President Barack Obama and Rep. Marcy Kaptur chat with patrons while stopping for lunch at Rudy's Hot Dog on June 3 in Toledo, Ohio. Obama is in Toledo, Ohio to visit Chrysler's Toledo Assembly complex and speak to workers. (Mandel Ngan/AFP/Getty Images)
Recent gains in U.S. auto industry market shares are being highlighted by officials in the Obama administration this week. The president will make a visit to a Chrysler factory in Toledo, Ohio on Friday.
With the president’s help, Chrysler Corporation and General Motors (GM) have recovered from the imminent demise they faced just two years ago.
GM is expanding production and adding jobs, and Chrysler recently repaid its outstanding loans to the U.S. Treasury six years earlier than originally planned.
The auto industry has shown its strongest period of job growth since the late 1990s, adding 115,000 jobs. The administration is touting the industry as leading an upswing in manufacturing across the country. Last year, the Big Three U.S. automakers gained market share for the first time since 1995.
“When the President took office, we had an automobile industry in absolute free-fall,” said Assistant to the President for Manufacturing Policy, Ron Bloom to reporters on Wednesday.
To avoid a collapse and uncontrolled liquidations beginning in Dec. 2008, President George W. Bush provided more than $17 billion in temporary loans to Chrysler and GM (Ford declined the bailout loan), but it was not enough.
Independent analysts estimated a collapse would affect over 1 million jobs which relied on U.S. auto manufacturing. To save these jobs, President Obama made a controversial decision to invest in Chrysler and GM, on the condition that they submit plans showing how they would return to viability.
With the help of an auto task force, Obama determined that Chrysler should enter into bankruptcy and restructure. The government also backed a significant purchase of Chrysler shares by Italian automaker Fiat S.p.A. The transfer of management skills and fuel efficient technology from Fiat is largely credited with Chrysler’s turnaround.
The government investment in shares and loans totaled $80 billion dollars. Half of that amount has been returned. The government still owns shares in GM, a minor equity stake in Chrysler, and a portion of Ally Financial—a GM-related corporation.
The most recent estimates issued by the Congressional Budget Office predicts an ultimate taxpayer loss of approximately $14 billion on investments. A sell off of shares will occur when it is “practical,” Bloom said.
“There is no joy…in recognizing that all of this money will not be returned,” Bloom said, but the losses are worth it to have saved an industry, hundreds of thousands of jobs, and the communities at large which depend on auto manufacturing.”
James Gattuso, senior research fellow in regulatory policy with the conservative think tank, Heritage Foundation, said the president’s decision to force Chrysler into bankruptcy deserves credit, but the government’s decision to invest was “very problematic.”
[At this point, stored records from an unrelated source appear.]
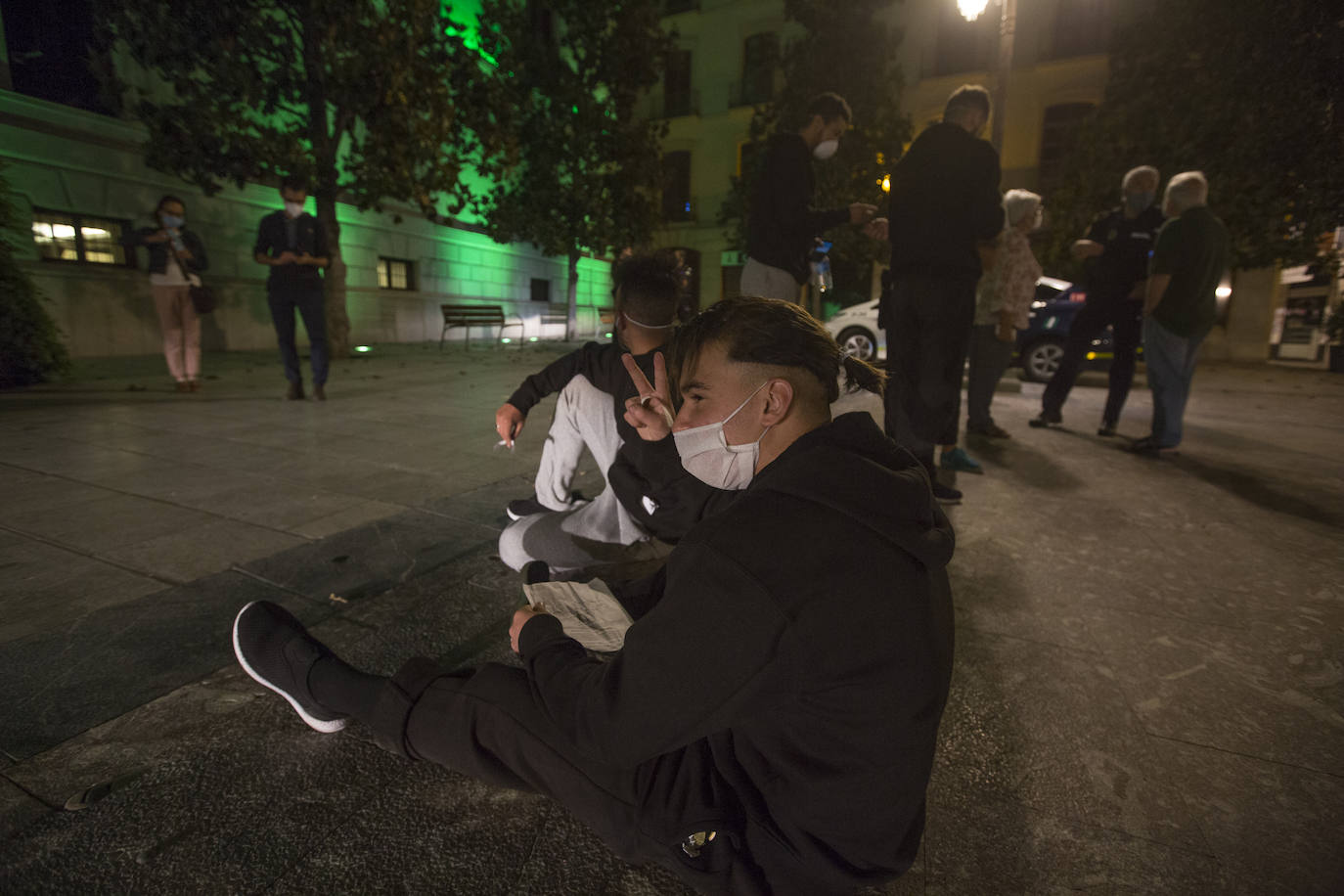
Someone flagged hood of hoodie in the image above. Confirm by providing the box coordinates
[747,411,956,569]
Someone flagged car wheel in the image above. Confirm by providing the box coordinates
[1021,338,1064,382]
[836,327,877,361]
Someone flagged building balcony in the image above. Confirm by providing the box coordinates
[651,90,700,118]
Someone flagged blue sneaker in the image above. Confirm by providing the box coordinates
[938,445,985,472]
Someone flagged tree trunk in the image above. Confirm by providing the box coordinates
[316,190,349,359]
[564,251,579,342]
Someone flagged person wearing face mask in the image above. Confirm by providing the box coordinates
[1029,165,1165,435]
[233,298,953,896]
[966,190,1042,439]
[495,255,726,578]
[122,197,209,392]
[874,85,1004,504]
[252,175,331,402]
[740,93,877,302]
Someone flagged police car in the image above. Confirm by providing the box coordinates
[826,277,1142,382]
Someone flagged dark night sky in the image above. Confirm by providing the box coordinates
[0,0,109,112]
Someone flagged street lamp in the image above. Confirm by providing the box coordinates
[957,0,1017,155]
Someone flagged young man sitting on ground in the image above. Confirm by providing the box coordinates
[234,298,953,896]
[495,255,715,578]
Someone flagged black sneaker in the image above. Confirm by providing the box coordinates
[933,479,961,504]
[1027,411,1064,429]
[504,496,553,522]
[234,601,345,735]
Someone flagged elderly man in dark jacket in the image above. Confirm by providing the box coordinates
[234,298,953,896]
[880,86,1004,504]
Gattuso warned that too much celebrating at this point in time is also dangerous, as it could send the signal to the markets that the government will intervene the next time there is a crisis.
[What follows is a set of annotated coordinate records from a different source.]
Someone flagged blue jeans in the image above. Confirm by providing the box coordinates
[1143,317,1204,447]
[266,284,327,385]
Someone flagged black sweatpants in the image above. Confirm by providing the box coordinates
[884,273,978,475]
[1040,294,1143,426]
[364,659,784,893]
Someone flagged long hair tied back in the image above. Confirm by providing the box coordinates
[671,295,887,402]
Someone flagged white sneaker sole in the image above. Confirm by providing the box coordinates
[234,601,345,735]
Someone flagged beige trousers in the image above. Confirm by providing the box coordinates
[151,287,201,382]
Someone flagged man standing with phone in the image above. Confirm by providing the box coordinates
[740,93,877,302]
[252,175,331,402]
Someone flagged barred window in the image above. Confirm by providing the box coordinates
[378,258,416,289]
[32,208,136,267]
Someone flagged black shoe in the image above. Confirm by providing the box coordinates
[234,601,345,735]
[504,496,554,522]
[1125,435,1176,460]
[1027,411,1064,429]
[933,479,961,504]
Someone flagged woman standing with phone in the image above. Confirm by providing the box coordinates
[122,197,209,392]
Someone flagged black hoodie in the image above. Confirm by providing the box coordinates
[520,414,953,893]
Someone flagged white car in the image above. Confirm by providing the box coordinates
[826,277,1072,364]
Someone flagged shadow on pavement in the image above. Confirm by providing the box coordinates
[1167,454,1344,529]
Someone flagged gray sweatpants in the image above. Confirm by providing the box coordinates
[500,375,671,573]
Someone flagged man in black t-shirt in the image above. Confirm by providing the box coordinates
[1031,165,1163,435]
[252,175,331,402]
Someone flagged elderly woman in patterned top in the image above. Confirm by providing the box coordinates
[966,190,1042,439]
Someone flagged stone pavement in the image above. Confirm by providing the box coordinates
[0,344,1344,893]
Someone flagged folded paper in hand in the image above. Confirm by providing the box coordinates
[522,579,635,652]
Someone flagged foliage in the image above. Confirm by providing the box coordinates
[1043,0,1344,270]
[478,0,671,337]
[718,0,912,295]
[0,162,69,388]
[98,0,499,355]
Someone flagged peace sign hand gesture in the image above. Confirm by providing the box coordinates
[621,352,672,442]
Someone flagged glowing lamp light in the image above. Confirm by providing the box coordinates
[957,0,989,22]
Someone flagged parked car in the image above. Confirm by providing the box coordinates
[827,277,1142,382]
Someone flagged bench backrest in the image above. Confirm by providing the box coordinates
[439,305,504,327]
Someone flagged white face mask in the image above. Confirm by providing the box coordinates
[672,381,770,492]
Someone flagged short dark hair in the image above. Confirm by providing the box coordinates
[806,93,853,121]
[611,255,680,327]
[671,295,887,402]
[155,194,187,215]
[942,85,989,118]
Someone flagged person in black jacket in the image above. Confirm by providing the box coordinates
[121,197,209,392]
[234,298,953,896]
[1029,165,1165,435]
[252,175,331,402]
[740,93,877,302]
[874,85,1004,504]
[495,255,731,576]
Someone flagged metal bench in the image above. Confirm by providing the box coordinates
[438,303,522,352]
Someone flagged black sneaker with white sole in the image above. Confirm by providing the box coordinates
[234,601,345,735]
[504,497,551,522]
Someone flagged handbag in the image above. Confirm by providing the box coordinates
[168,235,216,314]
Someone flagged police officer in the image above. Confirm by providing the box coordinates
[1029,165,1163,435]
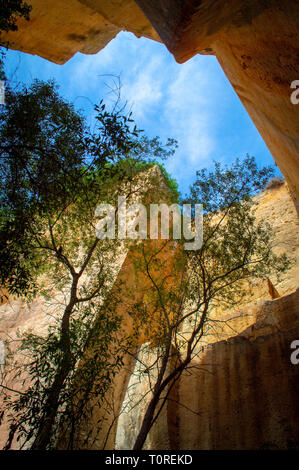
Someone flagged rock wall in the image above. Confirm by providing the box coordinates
[1,0,159,64]
[4,0,299,212]
[176,290,299,449]
[116,184,299,450]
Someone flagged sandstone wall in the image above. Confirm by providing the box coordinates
[4,0,299,211]
[116,184,299,449]
[176,290,299,449]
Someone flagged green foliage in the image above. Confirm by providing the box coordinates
[0,71,178,449]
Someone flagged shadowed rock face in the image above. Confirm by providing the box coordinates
[1,0,159,64]
[4,0,299,212]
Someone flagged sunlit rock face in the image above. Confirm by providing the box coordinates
[1,0,159,64]
[116,184,299,449]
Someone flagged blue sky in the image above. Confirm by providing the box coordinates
[6,32,274,194]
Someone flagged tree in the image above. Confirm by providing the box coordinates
[116,156,290,450]
[0,0,32,80]
[0,81,174,449]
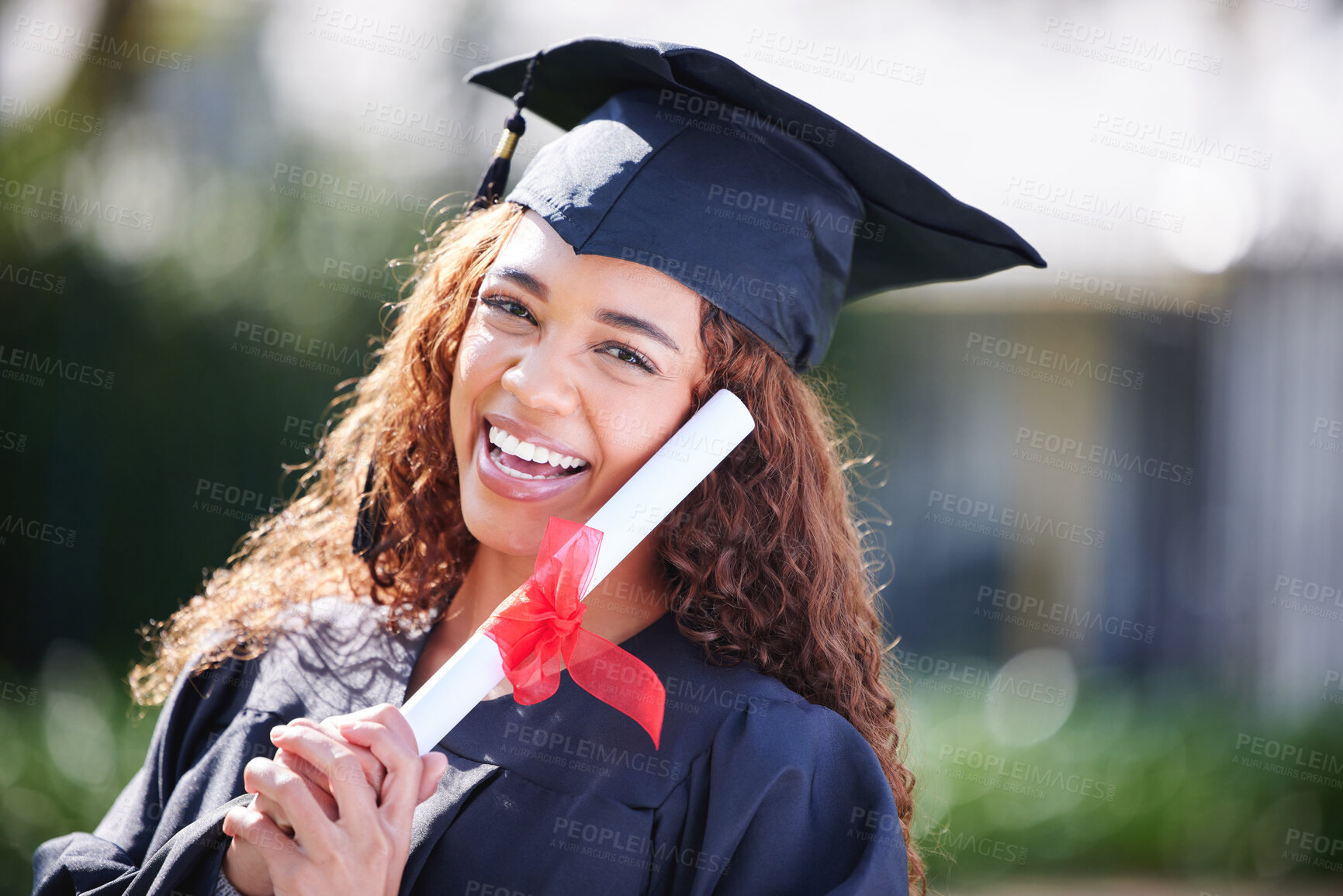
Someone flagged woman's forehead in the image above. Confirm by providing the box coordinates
[486,208,702,317]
When the government took a stake in the two private companies, criticism was rampant. The concern was that it would become a precedent for failing businesses to rely on the government for a bailout.
We have been lucky up until now that this hasn’t happened, Gattuso said.
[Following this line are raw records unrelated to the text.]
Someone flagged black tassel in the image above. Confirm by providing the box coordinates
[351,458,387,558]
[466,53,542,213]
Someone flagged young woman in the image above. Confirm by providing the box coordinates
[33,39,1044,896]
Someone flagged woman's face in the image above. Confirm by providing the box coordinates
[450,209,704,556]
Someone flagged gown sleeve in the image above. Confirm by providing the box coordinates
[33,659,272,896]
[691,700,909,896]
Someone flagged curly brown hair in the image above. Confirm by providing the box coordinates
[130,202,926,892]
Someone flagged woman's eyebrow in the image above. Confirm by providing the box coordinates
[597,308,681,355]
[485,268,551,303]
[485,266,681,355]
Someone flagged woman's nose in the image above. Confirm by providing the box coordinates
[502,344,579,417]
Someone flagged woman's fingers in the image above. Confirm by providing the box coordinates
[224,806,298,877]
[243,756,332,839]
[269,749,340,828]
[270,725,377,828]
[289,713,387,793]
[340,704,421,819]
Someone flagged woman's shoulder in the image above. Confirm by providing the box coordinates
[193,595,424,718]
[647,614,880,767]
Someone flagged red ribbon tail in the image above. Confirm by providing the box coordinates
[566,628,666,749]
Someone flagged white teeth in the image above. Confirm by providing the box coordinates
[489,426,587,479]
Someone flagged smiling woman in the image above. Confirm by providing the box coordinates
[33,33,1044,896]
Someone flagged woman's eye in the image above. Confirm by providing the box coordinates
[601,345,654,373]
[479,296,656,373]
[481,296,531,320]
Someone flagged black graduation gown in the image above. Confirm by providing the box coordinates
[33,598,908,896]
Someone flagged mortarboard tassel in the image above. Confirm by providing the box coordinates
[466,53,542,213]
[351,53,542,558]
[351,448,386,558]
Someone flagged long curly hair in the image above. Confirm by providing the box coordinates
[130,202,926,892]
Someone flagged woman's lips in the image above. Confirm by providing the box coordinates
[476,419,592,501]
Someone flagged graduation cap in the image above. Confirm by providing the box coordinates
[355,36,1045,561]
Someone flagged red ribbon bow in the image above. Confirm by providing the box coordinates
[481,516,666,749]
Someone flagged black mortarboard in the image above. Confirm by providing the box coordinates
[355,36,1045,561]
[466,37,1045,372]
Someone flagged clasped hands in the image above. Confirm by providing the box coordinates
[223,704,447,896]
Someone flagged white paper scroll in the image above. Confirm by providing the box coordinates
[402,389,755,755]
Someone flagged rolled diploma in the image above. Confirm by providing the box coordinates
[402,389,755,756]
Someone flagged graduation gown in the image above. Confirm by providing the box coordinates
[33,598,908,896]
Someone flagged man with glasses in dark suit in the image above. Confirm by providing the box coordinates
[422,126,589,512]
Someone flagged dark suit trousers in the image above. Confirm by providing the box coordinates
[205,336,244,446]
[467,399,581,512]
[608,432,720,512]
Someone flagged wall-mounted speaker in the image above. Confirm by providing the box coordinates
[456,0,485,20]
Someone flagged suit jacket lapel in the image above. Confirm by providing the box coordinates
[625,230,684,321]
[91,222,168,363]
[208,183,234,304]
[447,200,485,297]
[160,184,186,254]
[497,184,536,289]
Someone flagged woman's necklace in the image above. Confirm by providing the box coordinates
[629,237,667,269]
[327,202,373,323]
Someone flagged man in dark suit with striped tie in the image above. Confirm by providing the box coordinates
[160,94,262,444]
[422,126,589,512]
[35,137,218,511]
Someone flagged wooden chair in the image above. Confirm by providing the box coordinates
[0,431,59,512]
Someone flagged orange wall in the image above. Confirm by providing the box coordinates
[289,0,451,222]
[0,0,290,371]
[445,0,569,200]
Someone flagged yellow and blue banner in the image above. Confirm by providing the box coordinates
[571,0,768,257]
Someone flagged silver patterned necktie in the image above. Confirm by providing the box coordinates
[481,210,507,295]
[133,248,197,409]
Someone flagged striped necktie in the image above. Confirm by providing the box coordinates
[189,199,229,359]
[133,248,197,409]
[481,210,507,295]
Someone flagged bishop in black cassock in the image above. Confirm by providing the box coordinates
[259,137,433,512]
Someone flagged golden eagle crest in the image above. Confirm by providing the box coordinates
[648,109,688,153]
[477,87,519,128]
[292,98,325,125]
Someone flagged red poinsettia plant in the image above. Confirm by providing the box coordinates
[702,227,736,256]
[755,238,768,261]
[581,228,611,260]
Talking to reporters, Bloom acknowledged the importance of the government getting rid of its shares.
“This is not the normal way that a government ought to behave toward private actors…the longer you stay in, the more you signal to the market that the government intends to be in the business of owning companies.”
Obama, in a recent statement, explained that what he did required “making some tough decisions—but I was not willing to walk away from the workers at Chrysler and the communities that rely on this iconic American company.”
The administration has also argued that the extraordinary nature of the financial crisis precipitated the extraordinary government intervention.
The president will visit with plant workers at Chrysler Group’s Toledo Supplier Park on Friday, and visit with local business owners and residents to learn from them how the survival of their factory has benefitted their lives.
The Toledo factory builds the Jeep Wrangler, Jeep Liberty and Dodge Nitro, and employs 1,700 workers. An additional 3,000 workers at a nearby plant produce parts for the Wrangler.
The administration is celebrating a success that “was anything but assured,” U.S. Treasury Secretary Timothy Geithner wrote in an Op-ed published in the Washington Post this week.
“The industry is mounting one of the most improbable turnarounds in recent history,” Geithner wrote. “The domestic automakers are getting stronger.”
Chrysler was in the worst position of the three automakers when the recession hit, the result of years of bad decisions which left them vulnerable to foreign competitors.“What happens next for Chrysler and GM is up to their executives, managers and workers—just as with any other company. We cannot guarantee their success, and at some point they may stumble. But we’ve given them a better shot. The choice to stop the American automobile industry from unraveling was the right one,” Geithner wrote.